Further, tissue fluidization correlated with the upregulation and phosphorylation of EGFR. EGFR activation links to multiple downstream transcription effectors of cell growth, proliferation, and survival. Notably, the authors used a small-molecule inhibitor to define the functional roles of the EGFR/MAPK axis in tissue fluidization during basal cell ablation by affecting cell-cell adhesion and actomyosin-driven cortical contractility. Indeed, from this injury model, tissue fluidity could be accelerated by applying EGFR/AP1 inhibitors in vivo, suggesting that EGFR/AP1 inhibitors could stimulate tissue fluidity during the injury state.

A significant strength of this study was combining live imaging with mathematical Voronoi modeling that integrates cell position and topology parameters after basal-cell ablation. These indicated two topological transitions during epidermal regeneration: proliferative-driven and non-proliferative-driven fluidization events.
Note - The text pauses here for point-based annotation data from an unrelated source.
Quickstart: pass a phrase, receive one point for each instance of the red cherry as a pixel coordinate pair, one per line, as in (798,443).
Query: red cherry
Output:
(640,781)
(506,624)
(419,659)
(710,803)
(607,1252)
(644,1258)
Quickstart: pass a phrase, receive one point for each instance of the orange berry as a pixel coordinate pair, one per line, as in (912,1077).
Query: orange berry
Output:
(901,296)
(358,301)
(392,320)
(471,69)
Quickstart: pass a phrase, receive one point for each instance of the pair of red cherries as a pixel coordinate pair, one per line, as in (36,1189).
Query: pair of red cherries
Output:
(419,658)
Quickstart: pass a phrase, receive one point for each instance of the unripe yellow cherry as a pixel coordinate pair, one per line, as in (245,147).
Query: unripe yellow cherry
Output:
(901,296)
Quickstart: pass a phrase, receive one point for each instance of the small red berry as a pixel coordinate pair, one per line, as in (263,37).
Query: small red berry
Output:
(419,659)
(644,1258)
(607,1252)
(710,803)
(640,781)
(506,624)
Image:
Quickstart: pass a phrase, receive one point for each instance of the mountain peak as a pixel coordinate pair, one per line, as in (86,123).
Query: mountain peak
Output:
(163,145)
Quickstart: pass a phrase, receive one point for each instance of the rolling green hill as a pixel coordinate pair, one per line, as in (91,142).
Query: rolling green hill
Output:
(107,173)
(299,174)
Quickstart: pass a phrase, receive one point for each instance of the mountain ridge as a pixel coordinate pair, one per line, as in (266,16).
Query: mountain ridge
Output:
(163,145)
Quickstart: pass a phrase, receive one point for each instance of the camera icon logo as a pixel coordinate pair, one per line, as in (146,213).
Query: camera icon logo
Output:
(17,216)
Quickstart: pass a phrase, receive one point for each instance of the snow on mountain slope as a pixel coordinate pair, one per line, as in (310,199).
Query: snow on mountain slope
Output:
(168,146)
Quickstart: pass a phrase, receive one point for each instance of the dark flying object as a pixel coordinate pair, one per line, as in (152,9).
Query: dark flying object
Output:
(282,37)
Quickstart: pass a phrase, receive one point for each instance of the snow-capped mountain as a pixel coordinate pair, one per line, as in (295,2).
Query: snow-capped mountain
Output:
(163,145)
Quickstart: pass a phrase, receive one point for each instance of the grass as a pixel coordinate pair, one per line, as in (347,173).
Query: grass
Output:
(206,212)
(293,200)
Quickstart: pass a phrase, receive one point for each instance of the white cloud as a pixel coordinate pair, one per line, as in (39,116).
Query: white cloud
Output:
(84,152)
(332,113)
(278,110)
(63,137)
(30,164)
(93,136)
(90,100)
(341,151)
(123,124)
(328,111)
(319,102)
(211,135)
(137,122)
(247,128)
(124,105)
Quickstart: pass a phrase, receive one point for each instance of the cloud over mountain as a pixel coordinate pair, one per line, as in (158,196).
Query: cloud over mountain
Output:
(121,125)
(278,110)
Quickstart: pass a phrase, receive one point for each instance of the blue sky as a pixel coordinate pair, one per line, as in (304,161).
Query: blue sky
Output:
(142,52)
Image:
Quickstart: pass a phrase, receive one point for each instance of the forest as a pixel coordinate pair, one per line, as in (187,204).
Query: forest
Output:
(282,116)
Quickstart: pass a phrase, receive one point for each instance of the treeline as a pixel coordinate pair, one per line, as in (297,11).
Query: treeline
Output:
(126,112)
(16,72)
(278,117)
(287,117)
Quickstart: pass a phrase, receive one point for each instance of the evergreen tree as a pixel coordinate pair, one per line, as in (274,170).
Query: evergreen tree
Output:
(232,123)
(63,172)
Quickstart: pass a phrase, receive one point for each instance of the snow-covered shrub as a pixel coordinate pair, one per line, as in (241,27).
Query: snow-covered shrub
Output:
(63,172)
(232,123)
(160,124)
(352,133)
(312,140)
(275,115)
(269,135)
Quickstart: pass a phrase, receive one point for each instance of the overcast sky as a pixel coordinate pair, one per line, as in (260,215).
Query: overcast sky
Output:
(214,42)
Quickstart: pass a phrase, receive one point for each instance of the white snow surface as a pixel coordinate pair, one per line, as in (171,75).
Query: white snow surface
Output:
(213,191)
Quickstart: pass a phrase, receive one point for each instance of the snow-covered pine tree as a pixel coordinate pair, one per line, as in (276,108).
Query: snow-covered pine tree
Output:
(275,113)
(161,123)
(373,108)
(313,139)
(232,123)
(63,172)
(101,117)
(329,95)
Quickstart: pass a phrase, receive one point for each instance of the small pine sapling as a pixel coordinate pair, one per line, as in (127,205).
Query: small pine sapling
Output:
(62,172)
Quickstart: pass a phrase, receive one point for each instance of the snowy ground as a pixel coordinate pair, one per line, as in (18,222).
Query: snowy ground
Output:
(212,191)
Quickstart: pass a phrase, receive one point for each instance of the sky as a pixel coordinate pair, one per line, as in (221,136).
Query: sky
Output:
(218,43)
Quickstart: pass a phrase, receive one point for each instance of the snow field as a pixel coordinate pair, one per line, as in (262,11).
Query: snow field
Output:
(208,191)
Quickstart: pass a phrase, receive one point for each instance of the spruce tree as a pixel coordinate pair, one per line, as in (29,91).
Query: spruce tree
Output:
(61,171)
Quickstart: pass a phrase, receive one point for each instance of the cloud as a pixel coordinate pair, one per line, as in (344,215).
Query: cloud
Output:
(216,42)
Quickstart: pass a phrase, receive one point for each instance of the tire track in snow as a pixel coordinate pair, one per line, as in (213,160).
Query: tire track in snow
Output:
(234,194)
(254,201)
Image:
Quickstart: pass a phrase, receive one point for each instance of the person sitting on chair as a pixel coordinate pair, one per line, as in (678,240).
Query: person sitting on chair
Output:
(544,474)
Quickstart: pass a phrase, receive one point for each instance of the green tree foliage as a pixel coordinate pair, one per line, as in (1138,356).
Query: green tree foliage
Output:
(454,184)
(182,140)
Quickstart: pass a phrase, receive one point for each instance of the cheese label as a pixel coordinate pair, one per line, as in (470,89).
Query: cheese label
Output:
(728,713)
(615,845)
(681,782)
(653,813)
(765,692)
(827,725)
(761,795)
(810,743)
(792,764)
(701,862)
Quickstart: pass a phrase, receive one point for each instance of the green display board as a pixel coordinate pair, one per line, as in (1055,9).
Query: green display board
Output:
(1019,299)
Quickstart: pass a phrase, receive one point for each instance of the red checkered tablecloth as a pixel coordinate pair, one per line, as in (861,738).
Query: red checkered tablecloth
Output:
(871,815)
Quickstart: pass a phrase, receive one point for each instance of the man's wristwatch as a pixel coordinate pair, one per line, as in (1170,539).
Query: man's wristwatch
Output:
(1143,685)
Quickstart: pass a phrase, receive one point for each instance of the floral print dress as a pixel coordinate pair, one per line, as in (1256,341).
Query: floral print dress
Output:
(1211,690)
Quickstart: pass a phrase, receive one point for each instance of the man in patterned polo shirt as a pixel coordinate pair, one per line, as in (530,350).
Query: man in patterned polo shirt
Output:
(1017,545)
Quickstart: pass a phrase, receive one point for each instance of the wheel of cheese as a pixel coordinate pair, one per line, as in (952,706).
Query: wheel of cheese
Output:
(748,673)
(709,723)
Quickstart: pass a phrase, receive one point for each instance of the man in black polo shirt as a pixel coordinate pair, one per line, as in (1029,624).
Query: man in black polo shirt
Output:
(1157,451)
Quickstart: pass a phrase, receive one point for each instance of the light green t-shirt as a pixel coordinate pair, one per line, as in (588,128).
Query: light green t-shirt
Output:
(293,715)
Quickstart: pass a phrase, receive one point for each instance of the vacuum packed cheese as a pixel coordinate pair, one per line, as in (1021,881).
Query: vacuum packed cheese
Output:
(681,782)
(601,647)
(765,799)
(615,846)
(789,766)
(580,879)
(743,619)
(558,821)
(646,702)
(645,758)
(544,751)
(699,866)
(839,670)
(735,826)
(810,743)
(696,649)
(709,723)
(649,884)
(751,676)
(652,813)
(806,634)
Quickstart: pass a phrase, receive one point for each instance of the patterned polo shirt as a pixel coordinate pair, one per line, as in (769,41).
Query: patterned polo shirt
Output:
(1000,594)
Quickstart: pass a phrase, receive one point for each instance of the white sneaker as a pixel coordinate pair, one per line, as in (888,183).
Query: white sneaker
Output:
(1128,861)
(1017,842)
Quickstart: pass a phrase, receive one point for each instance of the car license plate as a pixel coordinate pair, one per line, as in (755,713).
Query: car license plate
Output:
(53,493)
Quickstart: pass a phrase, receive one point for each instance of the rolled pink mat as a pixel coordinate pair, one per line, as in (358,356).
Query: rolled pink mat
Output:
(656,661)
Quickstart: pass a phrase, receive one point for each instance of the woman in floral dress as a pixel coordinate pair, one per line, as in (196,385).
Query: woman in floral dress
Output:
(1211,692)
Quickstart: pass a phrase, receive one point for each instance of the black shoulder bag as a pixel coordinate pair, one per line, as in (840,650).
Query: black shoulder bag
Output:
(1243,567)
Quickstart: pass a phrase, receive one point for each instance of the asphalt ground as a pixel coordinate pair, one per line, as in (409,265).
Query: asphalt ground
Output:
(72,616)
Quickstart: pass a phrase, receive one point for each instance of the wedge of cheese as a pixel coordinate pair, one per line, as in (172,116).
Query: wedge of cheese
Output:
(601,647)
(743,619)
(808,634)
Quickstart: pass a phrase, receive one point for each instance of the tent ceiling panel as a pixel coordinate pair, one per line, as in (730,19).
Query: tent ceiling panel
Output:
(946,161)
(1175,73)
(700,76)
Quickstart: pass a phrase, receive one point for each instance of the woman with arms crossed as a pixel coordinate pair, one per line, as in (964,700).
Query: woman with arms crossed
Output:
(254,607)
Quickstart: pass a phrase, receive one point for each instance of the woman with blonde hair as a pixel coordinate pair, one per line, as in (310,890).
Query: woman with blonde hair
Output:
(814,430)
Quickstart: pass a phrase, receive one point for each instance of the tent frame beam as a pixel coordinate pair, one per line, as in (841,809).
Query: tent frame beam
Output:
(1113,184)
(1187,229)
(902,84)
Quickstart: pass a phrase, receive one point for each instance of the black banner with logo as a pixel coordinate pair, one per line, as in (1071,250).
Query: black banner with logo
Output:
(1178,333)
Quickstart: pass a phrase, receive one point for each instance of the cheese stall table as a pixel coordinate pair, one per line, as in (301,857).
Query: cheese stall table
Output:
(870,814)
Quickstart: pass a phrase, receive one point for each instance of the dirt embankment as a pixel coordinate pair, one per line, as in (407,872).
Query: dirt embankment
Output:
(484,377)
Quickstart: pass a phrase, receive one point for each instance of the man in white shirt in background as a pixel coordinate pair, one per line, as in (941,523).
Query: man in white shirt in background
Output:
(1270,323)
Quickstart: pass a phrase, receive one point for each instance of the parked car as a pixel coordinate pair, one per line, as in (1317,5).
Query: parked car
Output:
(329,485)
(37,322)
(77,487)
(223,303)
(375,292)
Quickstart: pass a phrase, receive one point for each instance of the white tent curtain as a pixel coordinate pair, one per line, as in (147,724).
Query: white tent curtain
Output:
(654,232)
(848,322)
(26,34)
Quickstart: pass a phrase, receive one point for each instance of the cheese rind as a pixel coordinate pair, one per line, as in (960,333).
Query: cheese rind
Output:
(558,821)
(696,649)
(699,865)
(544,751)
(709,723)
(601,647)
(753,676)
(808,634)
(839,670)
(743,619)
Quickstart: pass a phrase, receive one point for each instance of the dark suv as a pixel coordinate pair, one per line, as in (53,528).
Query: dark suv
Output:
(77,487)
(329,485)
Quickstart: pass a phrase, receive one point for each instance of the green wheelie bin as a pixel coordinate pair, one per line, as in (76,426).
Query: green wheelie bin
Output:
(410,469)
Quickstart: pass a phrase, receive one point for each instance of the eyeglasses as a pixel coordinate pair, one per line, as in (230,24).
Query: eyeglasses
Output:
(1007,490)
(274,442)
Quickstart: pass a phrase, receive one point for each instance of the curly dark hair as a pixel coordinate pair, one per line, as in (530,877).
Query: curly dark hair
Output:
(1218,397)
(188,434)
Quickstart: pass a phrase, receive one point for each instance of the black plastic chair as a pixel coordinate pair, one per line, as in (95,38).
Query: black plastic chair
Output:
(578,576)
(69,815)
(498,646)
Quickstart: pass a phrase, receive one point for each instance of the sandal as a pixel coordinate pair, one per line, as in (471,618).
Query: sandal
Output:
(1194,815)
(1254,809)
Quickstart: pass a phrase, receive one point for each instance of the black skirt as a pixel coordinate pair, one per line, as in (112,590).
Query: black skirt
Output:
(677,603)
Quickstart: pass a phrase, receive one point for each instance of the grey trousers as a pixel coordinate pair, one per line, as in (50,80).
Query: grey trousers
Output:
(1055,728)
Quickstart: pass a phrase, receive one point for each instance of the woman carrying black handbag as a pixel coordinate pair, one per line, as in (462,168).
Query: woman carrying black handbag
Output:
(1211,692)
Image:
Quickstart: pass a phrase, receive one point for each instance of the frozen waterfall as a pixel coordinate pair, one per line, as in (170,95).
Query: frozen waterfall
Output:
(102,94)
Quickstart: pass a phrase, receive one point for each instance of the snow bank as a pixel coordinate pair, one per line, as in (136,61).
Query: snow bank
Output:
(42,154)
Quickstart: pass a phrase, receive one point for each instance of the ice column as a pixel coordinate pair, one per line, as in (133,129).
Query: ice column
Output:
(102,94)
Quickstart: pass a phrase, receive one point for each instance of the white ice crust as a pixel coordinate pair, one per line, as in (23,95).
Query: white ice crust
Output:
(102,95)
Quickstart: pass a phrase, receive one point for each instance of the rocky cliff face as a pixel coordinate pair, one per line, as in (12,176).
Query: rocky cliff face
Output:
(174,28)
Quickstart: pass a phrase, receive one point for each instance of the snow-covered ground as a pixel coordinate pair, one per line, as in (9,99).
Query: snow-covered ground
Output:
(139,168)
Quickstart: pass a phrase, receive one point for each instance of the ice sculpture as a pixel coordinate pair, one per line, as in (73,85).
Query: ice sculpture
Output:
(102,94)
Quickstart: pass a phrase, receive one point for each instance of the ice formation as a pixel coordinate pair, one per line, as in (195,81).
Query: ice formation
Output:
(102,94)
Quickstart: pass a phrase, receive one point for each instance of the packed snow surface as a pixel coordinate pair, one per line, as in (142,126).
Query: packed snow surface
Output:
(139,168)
Phase transitions in tissue states from a rigid to a flowing state or vice versa define much of what happens in many biological processes, especially during early development and diseases such as cancer. For example, dynamic changes in the biophysical properties of cancer cells occur during cancer progression, and fluidization predicts tumor aggressiveness in vivo.³ During development, measuring cell flows in the growing zebrafish tailbud⁴ shows a transition in tissue fluidity that enables a directed posterior flow of composite tissue and is affected by inhibition of Wnt or Fgf signaling or cadherin, two functions. Another example comes from studying avian skin development.⁵ Yang and colleagues identified material property changes (e.g., elasticity) from solid to fluid-like. Specifically, fibroblast growth factor (FGF) “solidifies” a dermal analog needed for hair follicle budding and formation, whereas bone morphogenetic protein (BMP) maintains fluidity in its margin. Thus, a morphogenic core is generated through separate biophysical transitions.

Future experiments that explore the links between cell and microenvironment composition dynamics in controlling tissue fluidization could provide novel translational opportunities to coax stem cell activation and tissue regeneration.